Que la victime puisse faire valoir son droit à réparation de son préjudice est parfaitement légitime, qu’elle exerce ce droit devant le juge pénal peut également se justifier par l’absence de spécialisation des magistrats français. Mais que celle-ci prenne intégralement part à l’audience et puisse s’y exprimer librement contre chacun des arguments présentés par la défense est parfaitement injustifiable ! Ce n’est que parce que la partie civile intervient pour défendre ses intérêts civils que cela lui octroie le droit d’empiéter sur le rôle du ministère public.

La solution retenue actuellement est d’autant moins justifiable qu’elle entraine au moins deux conséquences néfastes pour le procès pénal comme pour les victimes elles-mêmes

D’une part, et comme exposé plus haut, la présence et l’intervention de la victime en tant que partie civile, tout au long de l’audience, dénaturent le procès pénal. Celle-ci favorise une importante subjectivisation des débats alors même que le but de manifestation de la vérité sous-tendant la procédure pénale française telle qu’elle a évolué ses quelques 60 dernières années, réclame au contraire une plus grande objectivisation de la matière. Ainsi, si la victime désire intervenir dans le cadre de l’audience afin de témoigner sur la manière dont elle a vécu les faits, qu’elle le fasse sous le statut du témoin, lui imposant à tout le moins de prêter serment de dire la vérité.
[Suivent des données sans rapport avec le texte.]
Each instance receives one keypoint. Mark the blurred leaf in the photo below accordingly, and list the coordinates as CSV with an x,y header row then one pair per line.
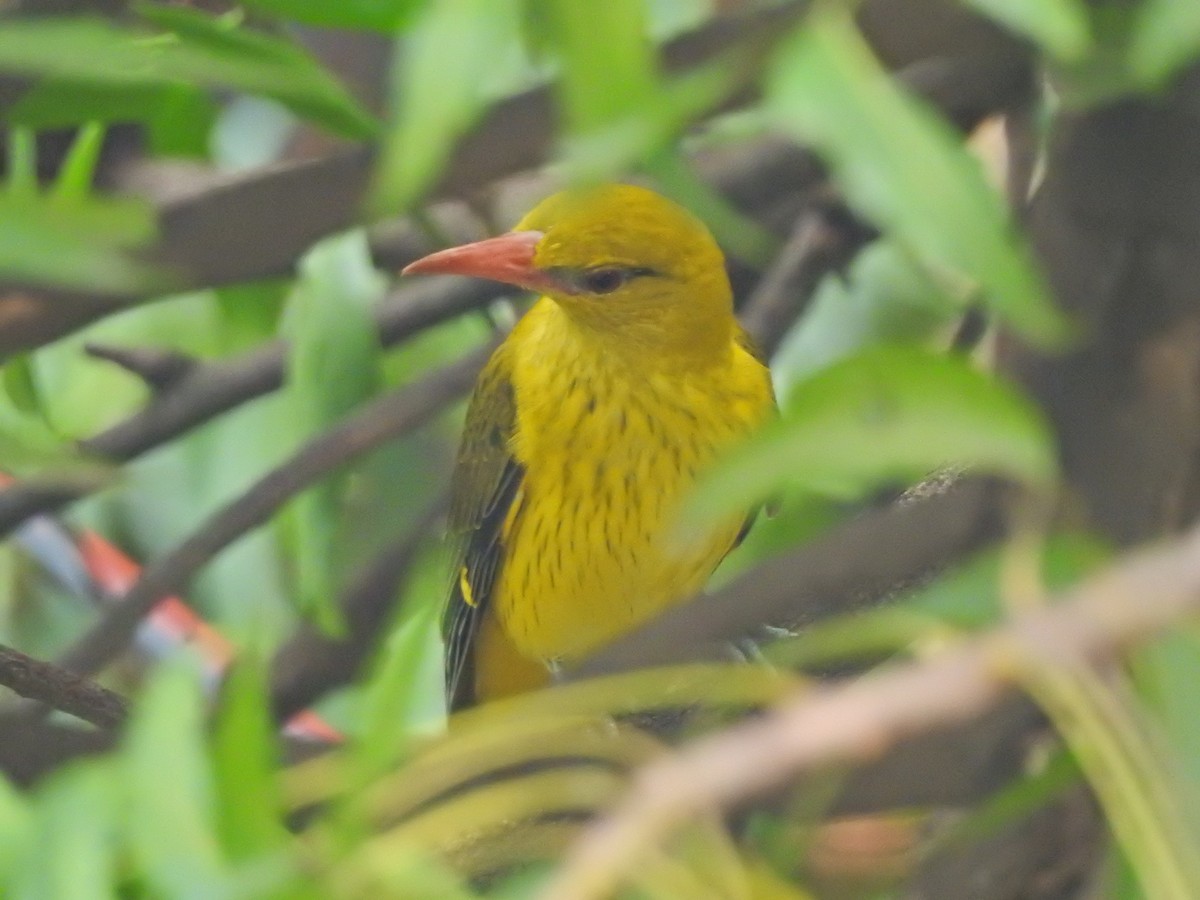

D’autre part, offrir une telle place à la victime au cours de l’audience pénale est également néfaste à son égard puisque cultive en elle un sentiment vindicatif totalement contraire tant à la résilience qu’à la bonne administration de la justice.

Notre conscience collective a fini par intellectualiser l’idée suivant laquelle la victime d’une infraction, a fortiori violente, ou les proches de cette victime, auraient besoin d’une peine lourde pour nourrir le processus de résilience leur permettant de surmonter cette lourde épreuve dans leur parcours de vie. Et les associer directement au déroulement de l’audience en tant qu’acteurs de premier plan favoriserait d’autant plus ce processus psychologique.

Or il n’en est rien. Bien au contraire, nourrir un sentiment de vengeance chez les victimes en leur donnant une place aux côtés du ministère public, pour « corroborer l’action publique », fait naître chez elles de véritables espoirs de condamnation, ce qui est à l’opposé même du processus de résilience. Les émissions de vulgarisation les plus variées n’ont cesse de nous montrer les images de victimes assistant à des procès et criant au scandale en apprenant la peine prononcée, toujours trop faible pour elles. Et comment leur reprocher de penser cela alors même que notre justice actuelle, qui est supposée être sortie des temps obscurs de la vengeance comme règle de détermination des peines, continue irrémédiablement à nourrir un tel sentiment ? Ne l’oublions pas : le concept contemporain de la répression est étranger à toute idée de vengeance. La justice pénale actuelle poursuit une fonction rétributive visant à prononcer la peine la plus adéquate à satisfaire l’objectif de réinsertion sociale.

Et justement, l’affirmation peut paraitre brutale, mais elle est pourtant une évidence qu’il est nécessaire de rappeler : la peine ne concerne en rien la victime et n’a pas pour fonction de servir ses intérêts. Ainsi, associer aussi intimement les victimes aux débats de l’audience pénale ne revient aucunement à les aider. Que ces victimes soient associées directement à la procédure préalable au procès, à l’enquête, à l’instruction, c’est un besoin réciproque. Que la Justice ait à jouer un rôle d’information, de suivi, d’assistance, de soutien psychologique en association avec les acteurs du monde social et médical, c’est une évidence et une nécessité. Mais la place des victimes n’est pas celle de partie au procès pénal. Tout au plus doit-elle se limiter à celle de témoin au service de la bonne administration d’une justice pénale raisonnée et objective. La question du traitement judiciaire des intérêts civils connaît déjà un lieu d’accueil légitime : devant les juridictions civiles.